3D printing, digital fabrication, additive manufacturing and all that buzz
Quick history of 3D printing
Timeline from makery.info
In a nutshell, 3D printing is a 30-year-old technology that started as a patent-based game in the professional market and during the last decade, just like computers in the 1980s, it became personal. The reason this took so long was a US patent registered by industry leader Stratasys, which described the basics of Fuse Deposit Modelling (FDM). The technology was already commercialised in the 1990s, yet Stratasys was only active in the professional market, making it impossible to acquire an affordable 3D printer for personal use.
Central to the development of 3D printing was a project launched in 2005 by a mechanical engineering professor at the University of Bath, Andrian Bowyer. The project was called RepRap; the first general-purpose self-replicating manufacturing machine (replicating rapid prototyper). RepRap was designed to be a desktop-size machine that could produce most of its components, excluding parts such as electronics, motors, screws etc. Essentially, having these few, relatively inexpensive things, RepRap users could print other RepRaps.

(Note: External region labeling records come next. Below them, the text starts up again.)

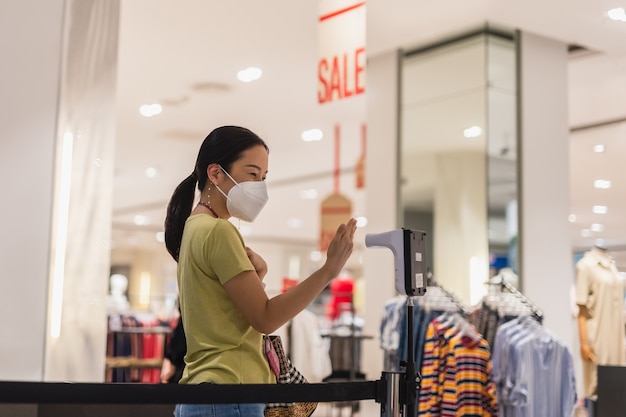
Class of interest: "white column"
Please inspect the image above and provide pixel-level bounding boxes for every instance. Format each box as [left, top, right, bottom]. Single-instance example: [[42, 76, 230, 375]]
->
[[519, 33, 581, 386], [0, 0, 119, 382], [361, 48, 399, 380], [431, 151, 489, 305]]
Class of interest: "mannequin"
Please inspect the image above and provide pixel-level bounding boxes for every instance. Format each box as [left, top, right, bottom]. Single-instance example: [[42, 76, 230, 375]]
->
[[107, 274, 130, 315], [576, 246, 626, 397]]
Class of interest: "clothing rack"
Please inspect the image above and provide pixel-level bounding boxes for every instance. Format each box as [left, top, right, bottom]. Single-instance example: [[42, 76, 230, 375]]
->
[[419, 273, 469, 317], [488, 275, 543, 323]]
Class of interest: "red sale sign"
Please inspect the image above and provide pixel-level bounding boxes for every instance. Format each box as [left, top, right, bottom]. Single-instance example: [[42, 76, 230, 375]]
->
[[317, 0, 366, 104]]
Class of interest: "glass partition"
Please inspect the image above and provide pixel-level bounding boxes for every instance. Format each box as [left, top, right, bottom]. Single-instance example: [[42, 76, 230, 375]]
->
[[399, 28, 517, 304]]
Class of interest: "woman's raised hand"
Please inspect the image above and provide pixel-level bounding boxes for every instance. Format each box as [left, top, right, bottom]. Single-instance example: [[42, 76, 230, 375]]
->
[[326, 219, 356, 276]]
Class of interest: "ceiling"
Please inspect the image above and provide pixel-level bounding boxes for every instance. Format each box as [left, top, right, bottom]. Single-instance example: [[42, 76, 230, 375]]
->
[[113, 0, 626, 266]]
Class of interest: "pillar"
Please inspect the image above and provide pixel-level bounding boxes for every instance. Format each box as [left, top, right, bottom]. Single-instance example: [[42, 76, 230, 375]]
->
[[431, 151, 489, 306], [0, 0, 119, 382], [518, 32, 581, 390]]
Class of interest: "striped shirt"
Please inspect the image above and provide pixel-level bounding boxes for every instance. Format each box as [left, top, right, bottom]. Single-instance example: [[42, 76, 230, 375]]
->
[[418, 318, 498, 417]]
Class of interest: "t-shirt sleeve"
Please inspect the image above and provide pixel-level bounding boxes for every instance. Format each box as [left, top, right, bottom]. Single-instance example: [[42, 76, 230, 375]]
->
[[205, 221, 254, 285], [576, 262, 591, 306]]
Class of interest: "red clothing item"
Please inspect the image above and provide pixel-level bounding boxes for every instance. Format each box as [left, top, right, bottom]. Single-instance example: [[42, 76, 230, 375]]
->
[[328, 277, 354, 320]]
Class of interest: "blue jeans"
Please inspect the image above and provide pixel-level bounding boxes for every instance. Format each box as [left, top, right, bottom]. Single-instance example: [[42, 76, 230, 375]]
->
[[174, 404, 265, 417]]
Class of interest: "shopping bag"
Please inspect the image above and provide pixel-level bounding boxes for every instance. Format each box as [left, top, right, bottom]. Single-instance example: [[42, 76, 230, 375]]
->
[[263, 335, 317, 417]]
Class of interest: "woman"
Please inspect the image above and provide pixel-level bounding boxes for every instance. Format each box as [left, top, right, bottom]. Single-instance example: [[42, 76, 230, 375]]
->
[[165, 126, 356, 417]]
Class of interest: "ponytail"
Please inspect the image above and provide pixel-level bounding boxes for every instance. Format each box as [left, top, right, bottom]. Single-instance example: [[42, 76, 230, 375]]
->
[[165, 172, 196, 262], [165, 126, 269, 262]]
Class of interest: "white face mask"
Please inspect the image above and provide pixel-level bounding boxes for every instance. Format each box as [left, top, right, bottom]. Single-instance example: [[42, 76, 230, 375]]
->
[[216, 165, 269, 222]]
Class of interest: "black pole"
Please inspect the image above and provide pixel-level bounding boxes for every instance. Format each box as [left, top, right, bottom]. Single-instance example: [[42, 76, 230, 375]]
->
[[405, 297, 418, 417]]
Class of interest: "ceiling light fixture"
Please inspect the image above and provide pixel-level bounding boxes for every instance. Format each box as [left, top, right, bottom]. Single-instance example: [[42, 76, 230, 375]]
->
[[593, 145, 604, 153], [146, 167, 157, 178], [300, 188, 317, 200], [309, 250, 322, 262], [606, 7, 626, 23], [287, 218, 302, 229], [139, 103, 163, 117], [237, 67, 263, 83], [300, 129, 324, 142], [463, 126, 483, 138], [591, 223, 604, 232]]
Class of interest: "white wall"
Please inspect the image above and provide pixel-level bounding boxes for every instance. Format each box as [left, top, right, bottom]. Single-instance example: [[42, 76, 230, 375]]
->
[[0, 0, 64, 380]]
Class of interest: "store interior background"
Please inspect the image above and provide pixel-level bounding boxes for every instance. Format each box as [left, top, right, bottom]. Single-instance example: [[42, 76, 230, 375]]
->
[[103, 1, 626, 400], [1, 0, 626, 404], [111, 1, 626, 304]]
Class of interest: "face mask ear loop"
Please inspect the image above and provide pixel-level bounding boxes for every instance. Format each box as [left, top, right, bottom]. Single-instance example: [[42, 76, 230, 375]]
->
[[218, 164, 239, 185]]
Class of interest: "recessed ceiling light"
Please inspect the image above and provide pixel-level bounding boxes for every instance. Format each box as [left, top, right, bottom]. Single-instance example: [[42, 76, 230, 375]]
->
[[139, 103, 163, 117], [236, 226, 252, 236], [356, 216, 367, 227], [287, 218, 302, 229], [237, 67, 263, 83], [591, 206, 609, 214], [300, 188, 317, 200], [146, 167, 157, 178], [463, 126, 483, 138], [300, 129, 324, 142], [309, 250, 322, 262], [606, 7, 626, 22], [591, 223, 604, 232]]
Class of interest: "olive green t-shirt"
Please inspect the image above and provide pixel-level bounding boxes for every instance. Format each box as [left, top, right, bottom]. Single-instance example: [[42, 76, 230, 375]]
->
[[177, 214, 276, 384]]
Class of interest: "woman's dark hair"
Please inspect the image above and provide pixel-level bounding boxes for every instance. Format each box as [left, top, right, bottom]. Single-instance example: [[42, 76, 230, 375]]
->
[[165, 126, 269, 262]]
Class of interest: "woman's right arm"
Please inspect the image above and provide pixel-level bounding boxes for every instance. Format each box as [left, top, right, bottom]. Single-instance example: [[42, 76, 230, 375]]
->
[[224, 219, 356, 334]]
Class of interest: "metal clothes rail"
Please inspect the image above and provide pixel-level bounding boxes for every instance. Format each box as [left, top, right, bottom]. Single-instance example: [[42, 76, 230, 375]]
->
[[0, 380, 378, 404]]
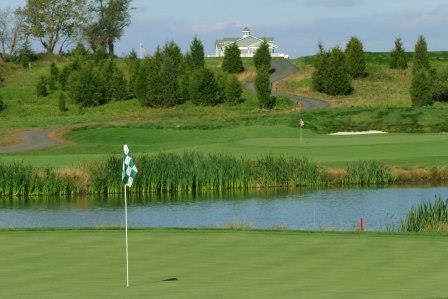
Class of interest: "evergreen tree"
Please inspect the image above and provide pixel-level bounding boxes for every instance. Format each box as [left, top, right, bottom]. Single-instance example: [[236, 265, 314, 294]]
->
[[36, 76, 48, 97], [190, 68, 220, 105], [255, 69, 275, 109], [190, 36, 205, 69], [324, 47, 353, 95], [159, 56, 183, 106], [58, 92, 67, 112], [222, 43, 244, 74], [48, 62, 59, 91], [410, 70, 433, 107], [345, 37, 367, 78], [254, 40, 272, 71], [225, 75, 243, 104], [312, 42, 329, 93], [389, 38, 408, 70], [412, 35, 431, 73]]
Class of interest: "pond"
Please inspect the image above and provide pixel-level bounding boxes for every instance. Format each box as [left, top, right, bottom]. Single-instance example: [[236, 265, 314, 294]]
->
[[0, 187, 448, 231]]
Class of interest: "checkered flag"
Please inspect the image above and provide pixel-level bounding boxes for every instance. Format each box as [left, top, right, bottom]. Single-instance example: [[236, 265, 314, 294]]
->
[[121, 145, 138, 187]]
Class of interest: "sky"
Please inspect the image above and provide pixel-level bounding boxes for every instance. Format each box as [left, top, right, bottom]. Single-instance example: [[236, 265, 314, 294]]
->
[[0, 0, 448, 57]]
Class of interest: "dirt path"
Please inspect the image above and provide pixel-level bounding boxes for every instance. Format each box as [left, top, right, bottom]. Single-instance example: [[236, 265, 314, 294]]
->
[[0, 129, 58, 154], [245, 59, 330, 110]]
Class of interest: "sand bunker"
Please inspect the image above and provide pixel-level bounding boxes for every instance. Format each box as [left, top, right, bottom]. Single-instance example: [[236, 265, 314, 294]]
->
[[330, 130, 387, 136]]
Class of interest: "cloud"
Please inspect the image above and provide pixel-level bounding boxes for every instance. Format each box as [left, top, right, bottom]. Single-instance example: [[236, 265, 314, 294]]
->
[[304, 0, 361, 7]]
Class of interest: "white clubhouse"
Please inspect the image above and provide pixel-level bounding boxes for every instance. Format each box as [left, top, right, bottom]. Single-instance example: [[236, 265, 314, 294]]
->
[[214, 27, 289, 58]]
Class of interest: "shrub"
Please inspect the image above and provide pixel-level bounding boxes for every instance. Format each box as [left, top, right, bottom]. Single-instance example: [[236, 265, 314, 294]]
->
[[222, 43, 244, 74], [0, 95, 6, 112], [255, 70, 275, 109], [345, 37, 367, 78], [389, 38, 408, 70], [190, 68, 220, 105], [412, 35, 431, 73], [36, 76, 48, 97], [410, 70, 433, 107], [225, 76, 243, 104], [48, 62, 59, 91], [58, 92, 67, 112], [190, 36, 205, 69], [254, 40, 272, 71]]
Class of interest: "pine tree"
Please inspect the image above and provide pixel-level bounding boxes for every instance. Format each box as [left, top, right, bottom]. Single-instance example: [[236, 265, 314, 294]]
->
[[225, 75, 243, 104], [254, 40, 272, 71], [190, 36, 205, 69], [412, 35, 431, 73], [345, 37, 367, 78], [190, 68, 220, 105], [159, 56, 183, 106], [389, 38, 408, 70], [222, 43, 244, 74], [36, 76, 48, 97], [255, 69, 275, 109], [324, 47, 353, 95], [410, 70, 433, 107]]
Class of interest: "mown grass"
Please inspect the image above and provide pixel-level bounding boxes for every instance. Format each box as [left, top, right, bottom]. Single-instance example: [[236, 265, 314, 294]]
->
[[0, 229, 448, 298], [401, 198, 448, 232]]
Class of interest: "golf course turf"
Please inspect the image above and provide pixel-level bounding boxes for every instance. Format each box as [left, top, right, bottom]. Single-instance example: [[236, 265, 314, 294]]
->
[[0, 229, 448, 298]]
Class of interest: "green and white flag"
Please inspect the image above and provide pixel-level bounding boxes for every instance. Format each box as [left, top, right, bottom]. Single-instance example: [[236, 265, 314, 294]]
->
[[121, 145, 138, 187]]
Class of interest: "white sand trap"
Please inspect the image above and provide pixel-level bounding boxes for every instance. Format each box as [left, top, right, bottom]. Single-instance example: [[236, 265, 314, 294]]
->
[[330, 130, 387, 136]]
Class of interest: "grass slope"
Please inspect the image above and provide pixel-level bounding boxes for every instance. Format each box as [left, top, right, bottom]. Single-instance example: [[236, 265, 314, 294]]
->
[[0, 230, 448, 298], [1, 124, 448, 166]]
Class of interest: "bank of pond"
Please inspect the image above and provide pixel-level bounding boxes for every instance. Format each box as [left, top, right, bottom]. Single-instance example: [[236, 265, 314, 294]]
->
[[0, 186, 448, 232], [0, 152, 448, 199]]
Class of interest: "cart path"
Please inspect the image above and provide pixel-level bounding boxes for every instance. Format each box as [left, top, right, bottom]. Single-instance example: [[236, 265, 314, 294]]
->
[[245, 59, 330, 110], [0, 128, 58, 154]]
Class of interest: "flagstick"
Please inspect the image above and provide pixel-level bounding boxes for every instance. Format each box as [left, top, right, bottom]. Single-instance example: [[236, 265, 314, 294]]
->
[[124, 185, 129, 288]]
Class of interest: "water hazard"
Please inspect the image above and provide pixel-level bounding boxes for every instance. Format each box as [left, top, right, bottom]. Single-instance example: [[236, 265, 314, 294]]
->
[[0, 187, 448, 231]]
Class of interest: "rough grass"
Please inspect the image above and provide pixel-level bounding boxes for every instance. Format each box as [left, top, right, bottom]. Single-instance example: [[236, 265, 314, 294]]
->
[[0, 229, 448, 298], [279, 52, 448, 107]]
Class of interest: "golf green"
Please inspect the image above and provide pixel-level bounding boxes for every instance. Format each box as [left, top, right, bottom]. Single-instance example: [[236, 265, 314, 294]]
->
[[0, 229, 448, 298]]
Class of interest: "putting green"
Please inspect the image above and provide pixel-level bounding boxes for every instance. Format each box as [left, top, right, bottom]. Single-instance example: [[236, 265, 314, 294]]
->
[[0, 229, 448, 298], [2, 125, 448, 166]]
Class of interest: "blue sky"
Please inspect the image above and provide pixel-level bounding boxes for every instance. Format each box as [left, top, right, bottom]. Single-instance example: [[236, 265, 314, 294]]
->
[[0, 0, 448, 57]]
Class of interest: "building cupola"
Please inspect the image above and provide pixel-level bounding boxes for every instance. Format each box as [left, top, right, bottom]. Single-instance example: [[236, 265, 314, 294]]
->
[[243, 27, 250, 38]]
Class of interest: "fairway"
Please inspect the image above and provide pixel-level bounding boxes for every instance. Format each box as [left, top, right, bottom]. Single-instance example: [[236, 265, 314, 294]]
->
[[2, 125, 448, 167], [0, 229, 448, 298]]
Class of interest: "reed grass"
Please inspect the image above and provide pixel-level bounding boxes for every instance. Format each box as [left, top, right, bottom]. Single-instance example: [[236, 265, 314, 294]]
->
[[0, 152, 438, 197], [401, 197, 448, 232]]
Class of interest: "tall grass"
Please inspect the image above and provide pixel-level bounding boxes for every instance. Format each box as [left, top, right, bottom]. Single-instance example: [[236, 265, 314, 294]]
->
[[401, 197, 448, 232], [0, 152, 420, 197]]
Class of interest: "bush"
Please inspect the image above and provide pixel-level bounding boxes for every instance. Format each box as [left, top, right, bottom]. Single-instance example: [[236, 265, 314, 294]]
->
[[225, 76, 243, 104], [389, 38, 408, 70], [0, 95, 6, 112], [222, 43, 244, 74], [410, 70, 433, 107], [255, 70, 275, 109], [345, 37, 367, 78], [254, 40, 272, 71], [190, 68, 221, 105], [36, 76, 48, 97], [412, 35, 431, 73], [48, 62, 59, 91], [58, 92, 67, 112]]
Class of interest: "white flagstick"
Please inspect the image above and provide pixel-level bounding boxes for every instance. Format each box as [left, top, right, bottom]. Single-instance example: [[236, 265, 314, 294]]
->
[[124, 184, 129, 288]]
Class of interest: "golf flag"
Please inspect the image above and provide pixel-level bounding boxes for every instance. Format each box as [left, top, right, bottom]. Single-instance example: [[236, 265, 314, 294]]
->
[[121, 145, 138, 187]]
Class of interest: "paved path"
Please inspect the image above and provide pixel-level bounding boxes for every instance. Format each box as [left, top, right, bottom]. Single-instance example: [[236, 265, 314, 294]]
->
[[245, 59, 329, 110], [0, 129, 57, 154]]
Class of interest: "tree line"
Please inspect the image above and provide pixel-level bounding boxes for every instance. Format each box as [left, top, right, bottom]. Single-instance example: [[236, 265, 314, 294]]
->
[[312, 36, 448, 106], [0, 0, 132, 62]]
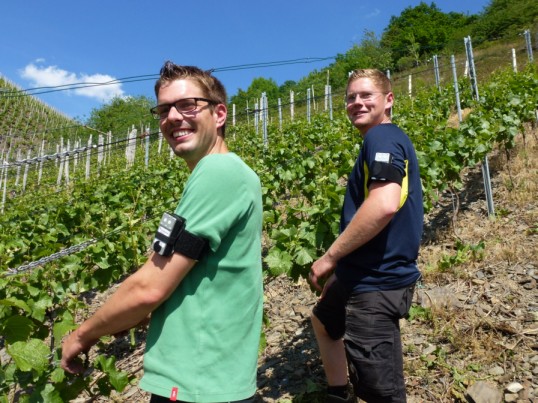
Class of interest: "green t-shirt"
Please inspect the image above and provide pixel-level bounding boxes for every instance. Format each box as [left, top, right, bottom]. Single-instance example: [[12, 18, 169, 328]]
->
[[140, 153, 263, 402]]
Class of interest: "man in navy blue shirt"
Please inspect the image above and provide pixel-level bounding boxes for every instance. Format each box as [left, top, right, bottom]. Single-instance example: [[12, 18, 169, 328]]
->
[[310, 69, 424, 403]]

RepRap from Adrian Bowyer on Vimeo.
RepRap is a non-commercial project, so the Stratasys’ patent was not an issue. In a couple of years after the launch of RepRap, small companies started selling RepRap parts and kits; this was actually an infringement on the patent but Stratasys did not stop it. In 2009 though, the famous Stratasys’ patent expired after 20 years. A revolution was in the making, as now-industry leaders in desktop 3D printers manufacturing MakerBot and Ultimaker were launched, gradually dropping the prices of home-use 3D printers. 3D printer sales have been growing ever since, and, as more patents expire, more breakthroughs are upcoming.